There has been a lot of talk of "balance billing" in the industry lately.  Many states are contemplating or have already passed laws forbidding some providers from collecting their full fee by prohibiting balance billing.

What is balance billing, and why has it become a problem?

A few decades ago, in an effort to keep claim costs low, most payers began developing "networks" and compelled providers to accept lower reimbursements for the privilege of being on the "network panel".  However, networks are limited by design, and many patients opt to go "out of network" so they can see the provider of choice.

Payers responded by deciding they would take it upon themselves to decide what any provider's service or product was worth, and pay only that amount.  These amounts were not based on market values, RVUs, or anything.  They were completely arbitrary and often laughably low.Often, they were set by subsidiary companies of themselves. Nonetheless they called the amounts "usual and customary", or sometimes "usual, customary, and reasonable" or UCR.  This UCR amount is customarily billed to the patient and is called "balance billing".

Any payment that falls short of your billed amount is a denial.

It has become a problem recently because deductibles are ever-increasing and balance billing is becoming bigger burden to patients now than in years past.  But in many cases, it shouldn't be a problem - it's only a problem because the provider is mishandling the UCR denial.

Yes, I'm using the term "denial" because if your patient's policy is covered under ERISA (Employee Retirement Income Security Act of 1974) then you do treat it as a denial.  Up to 86% of your non-government business is subject to ERISA.  Many times, the Summary Plan Description (SPD) allows for "payment in full" and a payer's arbitrary amount that falls below your billed amount is most definitely not payment in full. Any payment that falls short of your billed amount less patient coinsurance, copay, and deductible is an "adverse benefit determination" and is treated as a denial.

So what are the steps to take if you get a UCR reduction in payment?  First, determine if the plan is covered under ERISA:

  1. The patient has access to insurance through his or her employment, or is a dependent of someone who has access to insurance through his or her employment
  2. The employer of the insured is any entity other than a church or government or governmental agency.

That's it.  If you answered "yes" to both of these questions, your patient is covered by ERISA.

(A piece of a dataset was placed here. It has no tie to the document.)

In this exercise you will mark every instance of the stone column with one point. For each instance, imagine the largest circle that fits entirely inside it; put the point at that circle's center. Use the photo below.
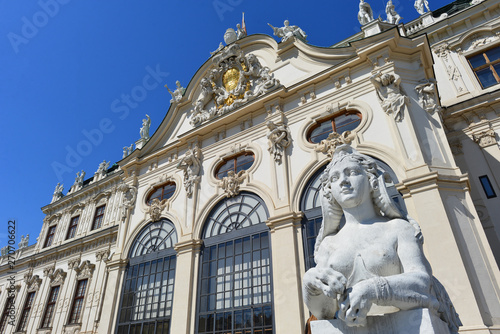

The next step is to obtain a copy of the SPD from the patient, employer, or insurer/TPA. Please feel free to contact us if you have questions on how to obtain an SPD from any of these parties. Study it for terminology stating the plan pays usual, customary, and reasonable.  If that language exists, next locate the definition of UCR.  Note that it must be exact - either by including a fee schedule or giving a definitive benchmark, such as 80% of billed charges, or 125% of Medicare allowables for the region and date of service.  If there is no such language or no fee schedule, start your ERISA appeal!

You should be requiring the patient to pay in full at time of service

But what if the patient's policy is not an ERISA policy - the patient has an individual policy or works for the local school district?  In those cases, you should not even be filling a claim.  You should be requiring the patient to pay in full at time of service, then handing them a superbill or receipt suitable for the patient to file their own claim. (Refer to your state statutes if you happen to practice in a state that has balance billing limitation laws.)

Don't forget that the provider-filed claim is a fairly recent phenomenon - also born of managed care.  As a further inducement for providers joining networks, the payer-provider contract gave "ownership" of the claim to the provider, and as such the provider was compelled to file the claim and wait for payment from the insurer.  With non-network patients, there is no contract, and the claim still belongs to the patient. In such cases, the entire transaction should be conducted as it was in decades past - with the patient paying in full, then filing their own claim for reimbursement to themselves.

 If you deal in services/equipment that are too high-dollar for the average patient to pay in full at time of service, you need to seriously review your collection rates and days sales outstanding rates for these patients and determine if you aren't better off insisting they go see an in-network provider.  Chances are great you'll realize you are better off sending these patients elsewhere.  However, if you decide the collections results justify the collections cost, then be sure to balance bill the patient.  UCR is not a contracted allowance because there is no contract. Whether from the insured or the patient, you are owed your bill in full.